Databases and Storage SystemsLesson 3.2

Database replication — primary-replica and multi-master patterns

synchronous vs asynchronous replication, read replicas, replication lag, multi-master conflicts, failover, write scalability

Why Replicate

Replication copies data from one database node to others. It serves two purposes: high availability (failover if primary dies) and read scaling (distribute reads across replicas).

Primary-Replica Replication

All writes go to the primary. The primary replicates changes to one or more replicas. Reads can be served from any replica.

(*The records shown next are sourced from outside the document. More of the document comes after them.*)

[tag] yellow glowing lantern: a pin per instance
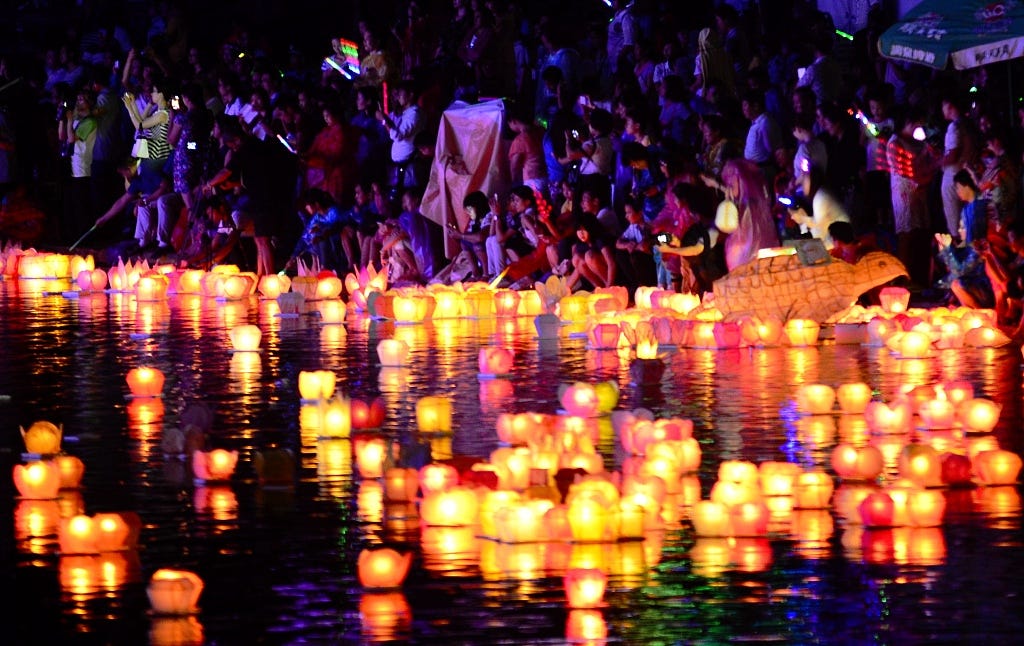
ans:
(815, 398)
(392, 352)
(273, 285)
(894, 299)
(437, 477)
(979, 416)
(72, 469)
(996, 467)
(455, 507)
(174, 592)
(585, 588)
(214, 466)
(91, 280)
(400, 484)
(42, 438)
(78, 534)
(711, 518)
(245, 338)
(857, 463)
(813, 489)
(433, 414)
(336, 419)
(144, 382)
(37, 480)
(382, 568)
(802, 332)
(495, 361)
(853, 397)
(589, 520)
(370, 456)
(316, 385)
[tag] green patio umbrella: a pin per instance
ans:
(970, 33)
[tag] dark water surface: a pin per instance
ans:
(280, 564)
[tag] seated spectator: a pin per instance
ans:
(634, 260)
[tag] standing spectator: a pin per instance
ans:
(622, 34)
(403, 124)
(960, 151)
(911, 165)
(77, 131)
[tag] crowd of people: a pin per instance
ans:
(648, 143)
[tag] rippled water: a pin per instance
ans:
(279, 564)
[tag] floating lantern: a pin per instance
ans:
(370, 456)
(72, 469)
(336, 419)
(78, 534)
(813, 489)
(400, 484)
(979, 416)
(145, 382)
(802, 332)
(382, 568)
(894, 300)
(214, 466)
(245, 338)
(997, 467)
(37, 480)
(495, 361)
(433, 415)
(174, 592)
(585, 588)
(815, 398)
(853, 398)
(857, 463)
(42, 438)
(316, 385)
(392, 352)
(455, 507)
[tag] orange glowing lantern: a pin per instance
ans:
(316, 385)
(979, 416)
(433, 414)
(214, 466)
(174, 592)
(455, 507)
(580, 399)
(145, 382)
(813, 489)
(877, 510)
(997, 467)
(853, 397)
(894, 299)
(585, 588)
(72, 469)
(245, 338)
(400, 484)
(437, 477)
(42, 438)
(711, 519)
(495, 361)
(273, 285)
(370, 456)
(802, 332)
(336, 419)
(857, 463)
(392, 352)
(815, 398)
(382, 568)
(37, 480)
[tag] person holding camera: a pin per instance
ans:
(77, 132)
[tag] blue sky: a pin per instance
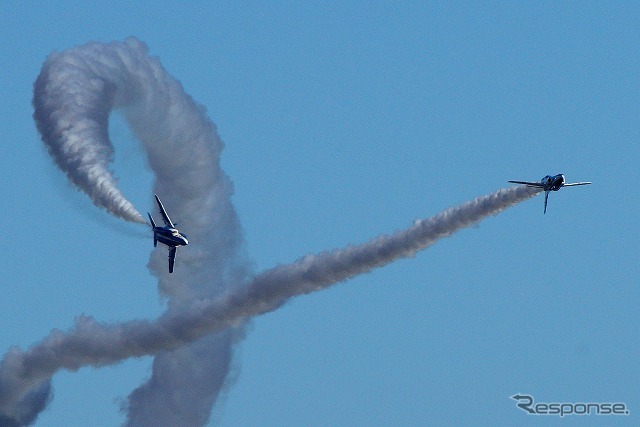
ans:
(342, 122)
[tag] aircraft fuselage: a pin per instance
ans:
(169, 236)
(553, 183)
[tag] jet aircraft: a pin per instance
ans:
(168, 235)
(550, 183)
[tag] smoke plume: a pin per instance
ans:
(74, 95)
(210, 294)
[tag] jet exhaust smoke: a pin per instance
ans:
(74, 95)
(95, 344)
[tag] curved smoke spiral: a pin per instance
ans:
(192, 340)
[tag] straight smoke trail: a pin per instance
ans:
(74, 95)
(23, 374)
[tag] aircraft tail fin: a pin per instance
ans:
(153, 223)
(546, 198)
(153, 227)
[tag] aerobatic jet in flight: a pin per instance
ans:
(550, 183)
(168, 235)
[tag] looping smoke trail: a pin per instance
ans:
(91, 343)
(74, 95)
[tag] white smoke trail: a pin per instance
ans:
(92, 343)
(73, 96)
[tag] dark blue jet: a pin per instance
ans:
(550, 183)
(168, 235)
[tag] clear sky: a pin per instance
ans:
(342, 122)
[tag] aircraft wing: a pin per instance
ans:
(165, 217)
(172, 258)
(576, 183)
(528, 184)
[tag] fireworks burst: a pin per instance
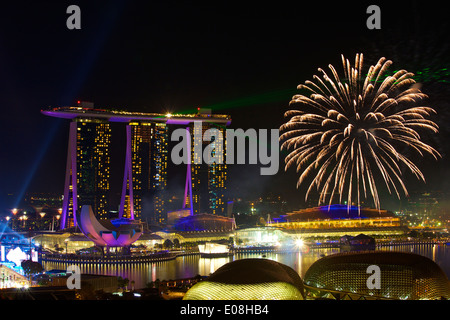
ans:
(349, 131)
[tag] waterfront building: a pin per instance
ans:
(208, 179)
(339, 220)
(402, 275)
(88, 168)
(149, 151)
(88, 163)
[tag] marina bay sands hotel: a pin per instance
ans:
(88, 171)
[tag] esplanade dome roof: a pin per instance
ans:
(247, 271)
(249, 279)
(403, 275)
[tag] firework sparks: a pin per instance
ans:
(349, 131)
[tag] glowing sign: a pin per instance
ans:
(16, 255)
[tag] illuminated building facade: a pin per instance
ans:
(88, 168)
(88, 162)
(209, 179)
(336, 220)
(149, 152)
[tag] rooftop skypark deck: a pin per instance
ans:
(127, 116)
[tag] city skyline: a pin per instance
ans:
(248, 68)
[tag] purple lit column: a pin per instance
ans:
(71, 177)
(128, 177)
(188, 186)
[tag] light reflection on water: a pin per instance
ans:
(190, 266)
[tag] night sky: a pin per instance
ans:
(239, 59)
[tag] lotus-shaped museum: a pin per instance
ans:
(120, 232)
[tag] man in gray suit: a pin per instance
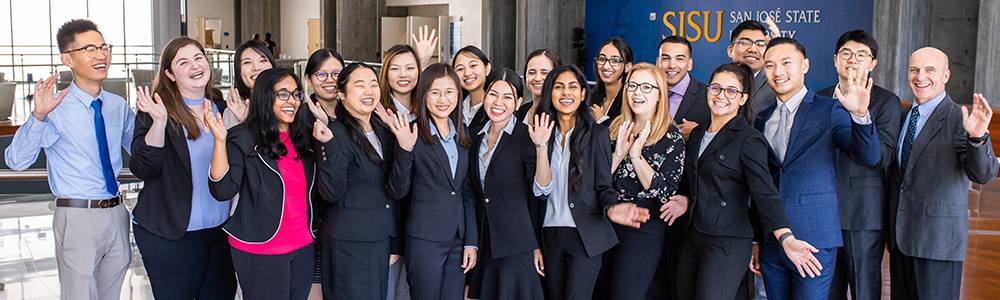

Synchronous: primary waits for replica to confirm before acknowledging write. No data loss but higher write latency.
Asynchronous: primary acknowledges immediately, replicates in background. Lower latency but risk of data loss if primary dies before replication completes.

Replication Lag

Async replication creates lag — replicas may be seconds behind. This means reading your own writes from a replica may return stale data. Solution: route reads for a user to the same replica they just wrote to (read-after-write consistency), or read from primary for critical operations.

Multi-Master Replication

Multiple nodes accept writes simultaneously. Solves write availability but introduces conflict resolution complexity. Two nodes accepting conflicting writes to the same record must resolve the conflict — last-write-wins, CRDTs, or application-level resolution. Use only when write availability is more important than simplicity.